High five! You successfuly sent some data to your account on plotly. View your plot in your browser at https://plot.ly/~ravi071/0 or inside your plot.ly account where it is named 'Categories for NYC Green Taxi Tips'


In [8]:
# drop the 'Tip_amount' column
df7 = df6.copy()
# print len(df7.columns)
df7 = df7.drop(['Tip_amount'], axis=1)
# print len(df7.columns)


# Convert the response variables as follows:
# 1 -> C1
# 2 -> C2
# 3 -> C3
# 4 -> C4
# do mapping for response variables into numerical
df7a = df7.copy()

# print df7a.Tip_label.unique() # we see that only 1,2,4 and 3 exists, so let's do the string mapping for these
# print dtype(df7a.Tip_label)
mapping3 = {'C1': 1,'C2': 2,'C3': 3,'C4': 4}
df7a['Tip_label'] = df7a['Tip_label'].map(mapping3)
df7a.head()

# Split training and test sets
# check all column types to ensure they are non-strings
df7b = df7a.copy()
# print df7b.dtypes

# Temp and hour are strings so convert to numeric:
df7b['Temp'] = df7b['Temp'].convert_objects(convert_numeric=True)
df7b['hour'] = df7b['hour'].convert_objects(convert_numeric=True)
# print df7b.dtypes

df7b.isnull().sum()
check3 = pd.DataFrame(df7b['Temp'])
null_data3 = check3[check3.isnull().any(axis=1)]
df7b.iloc[null_data3.index].head()
df7a.iloc[null_data3.index].head() # temp column has weird asterisks, probably missing data so let's remove these rows
df7c = df7b.copy()
# print df7c.shape
df7c1 = df7c.drop(null_data3.index)# temp column has weird asterisks, probably missing data so let's remove these rows
df7c1.reset_index(inplace=True) # this is critical as when we drop rows, the indices remain and do not adjust!

# print df7c1.shape
df7c1.head()

# print df7c1.dtypes

# print df7c1.isnull().sum()

from sklearn.model_selection import train_test_split

X = df7c1.ix[:, df7c1.columns != 'Tip_label']
# X.head()
# X = X.values

y = df7c1.ix[:, df7c1.columns == 'Tip_label']
# y = y.values

X_train, X_test, y_train, y_test = train_test_split(X.values, y.values, test_size=0.3, random_state=8940)

# Standardization of the other variables (i.e., non-encoded features)
# If a feature's variance is orders of magnitude greater than the variances of the other features, 
# that feature may dominate the learning algorithm and prevent it from learning from the other variables. 
# Some learning algorithms also converge to the optimal parameter values more slowly when data is not 
# standardized.
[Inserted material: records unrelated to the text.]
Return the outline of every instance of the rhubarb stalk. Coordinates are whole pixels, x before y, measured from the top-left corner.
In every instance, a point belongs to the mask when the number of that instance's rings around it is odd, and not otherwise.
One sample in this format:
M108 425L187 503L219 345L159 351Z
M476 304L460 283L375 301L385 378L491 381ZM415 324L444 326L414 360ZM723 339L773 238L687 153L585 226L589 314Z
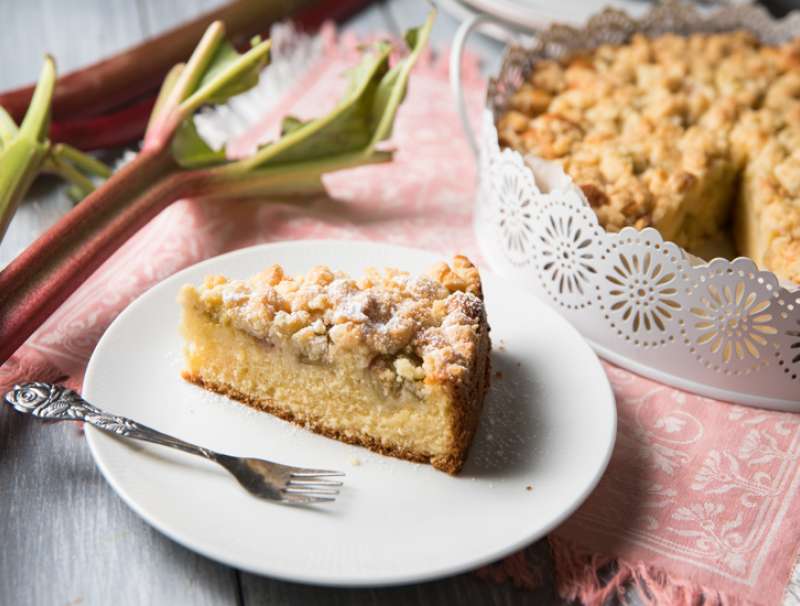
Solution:
M155 93L169 69L191 53L208 25L223 21L237 46L266 34L291 18L314 29L324 20L341 21L368 0L237 0L94 65L58 79L52 103L50 139L95 150L142 138ZM0 93L0 106L21 120L33 95L28 86Z
M0 108L0 238L47 156L47 127L56 69L48 57L22 125Z
M210 23L225 22L246 43L251 36L263 33L273 23L313 3L313 0L237 0L226 4L157 38L62 76L53 97L53 115L57 119L96 115L158 89L170 68L191 54ZM32 87L9 91L0 95L0 105L19 120L32 93Z
M72 183L81 197L94 190L90 176L110 174L102 162L68 145L51 145L47 139L55 80L55 62L45 57L31 105L19 127L0 107L0 240L40 172L60 175Z
M406 35L411 52L396 66L389 65L388 43L372 45L330 114L305 123L287 117L277 141L236 161L199 137L194 114L253 86L269 42L256 40L240 55L224 41L223 25L212 24L165 79L142 151L0 272L0 363L173 201L308 195L324 191L326 173L390 160L392 152L379 145L391 135L434 16Z

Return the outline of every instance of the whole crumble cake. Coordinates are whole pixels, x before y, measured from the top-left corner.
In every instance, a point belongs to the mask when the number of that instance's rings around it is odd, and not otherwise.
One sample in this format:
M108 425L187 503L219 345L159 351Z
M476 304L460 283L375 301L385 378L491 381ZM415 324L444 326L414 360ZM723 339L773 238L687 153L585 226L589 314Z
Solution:
M498 130L561 163L608 231L654 227L703 257L735 243L800 282L800 39L635 35L541 61Z

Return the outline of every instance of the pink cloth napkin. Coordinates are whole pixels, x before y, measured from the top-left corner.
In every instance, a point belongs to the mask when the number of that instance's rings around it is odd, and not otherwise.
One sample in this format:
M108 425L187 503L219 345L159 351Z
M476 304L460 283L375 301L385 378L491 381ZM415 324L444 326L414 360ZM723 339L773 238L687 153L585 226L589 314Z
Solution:
M308 114L334 98L356 40L328 32L325 45L302 86L264 117L264 131L287 110ZM475 61L465 71L477 115L484 82ZM32 379L79 387L97 340L129 302L181 268L243 246L367 239L480 259L471 229L474 160L443 62L428 56L415 70L394 142L392 164L327 177L330 198L173 205L0 367L0 388ZM719 403L611 365L606 370L619 436L597 490L551 536L561 594L599 604L636 583L652 603L780 603L800 538L800 416ZM537 578L525 553L482 574L523 586Z

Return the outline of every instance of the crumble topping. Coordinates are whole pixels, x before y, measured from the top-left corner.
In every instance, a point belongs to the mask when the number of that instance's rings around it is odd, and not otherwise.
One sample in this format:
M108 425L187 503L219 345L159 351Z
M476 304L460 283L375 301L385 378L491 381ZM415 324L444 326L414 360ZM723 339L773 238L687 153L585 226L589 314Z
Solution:
M386 395L466 373L485 322L478 270L461 256L418 277L368 269L354 279L324 266L290 277L273 265L248 280L209 276L181 297L304 362L355 355Z
M780 142L786 153L755 171L751 189L764 231L797 237L800 165L789 150L800 142L800 39L770 47L744 31L637 34L540 61L498 133L502 145L559 162L608 231L652 226L690 249L687 226L700 238L725 228L737 177ZM709 210L682 215L690 196ZM783 277L800 279L794 263Z

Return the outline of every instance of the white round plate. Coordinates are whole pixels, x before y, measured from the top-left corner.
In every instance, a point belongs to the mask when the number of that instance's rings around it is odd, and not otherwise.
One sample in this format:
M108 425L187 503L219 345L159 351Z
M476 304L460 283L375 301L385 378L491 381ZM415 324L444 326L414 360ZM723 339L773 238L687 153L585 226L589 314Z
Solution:
M210 558L322 585L390 585L455 574L546 534L600 479L616 410L597 357L565 320L484 276L494 352L480 429L457 477L342 444L184 382L176 302L208 274L244 278L273 264L419 273L441 257L369 242L256 246L190 267L131 304L89 362L84 395L111 412L235 455L347 474L335 503L293 508L251 497L198 457L87 426L98 467L154 527Z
The value of an explanatory variable can be standardized by subtracting the variable's 
# mean and dividing the difference by the variable's standard deviation. 
# This makes the variables take the form of a normal distribution.

list1 = (range(len(df7c1.columns)))
list2 = list(df7c1.columns)
zip(list1, list2)

onehot_train = X_train[:,1:20]
non_onehot_train = X_train[:,20:34]

onehot_test = X_test[:,1:20]
non_onehot_test = X_test[:,20:34]

# let us now standardize the 'non_onehot' variables
from sklearn.preprocessing import StandardScaler
stdsc = StandardScaler()
non_onehot_train_std = (stdsc.fit_transform(non_onehot_train))
non_onehot_test_std = stdsc.transform(non_onehot_test)

# print non_onehot_train.shape
# print non_onehot_test_std.shape
# print onehot_train.shape

# re-join array columns with onehot and non_onehot variables
Xtrain_1 = np.column_stack((onehot_train,non_onehot_train_std))
Xtest_1 = np.column_stack((onehot_test,non_onehot_test_std))

# pd.DataFrame(Xtrain_1).head()


## 4. Classification of taxi tip categories

To classify the test data using the 4 tip amount categories, I applied 3 classification approaches:

i) ***Random Forest***  
ii) ***Multiclass SVM***   
iii) ***Blending/Stacking*** of both Random Forest & Multiclass SVM (figure below shows ensembling process)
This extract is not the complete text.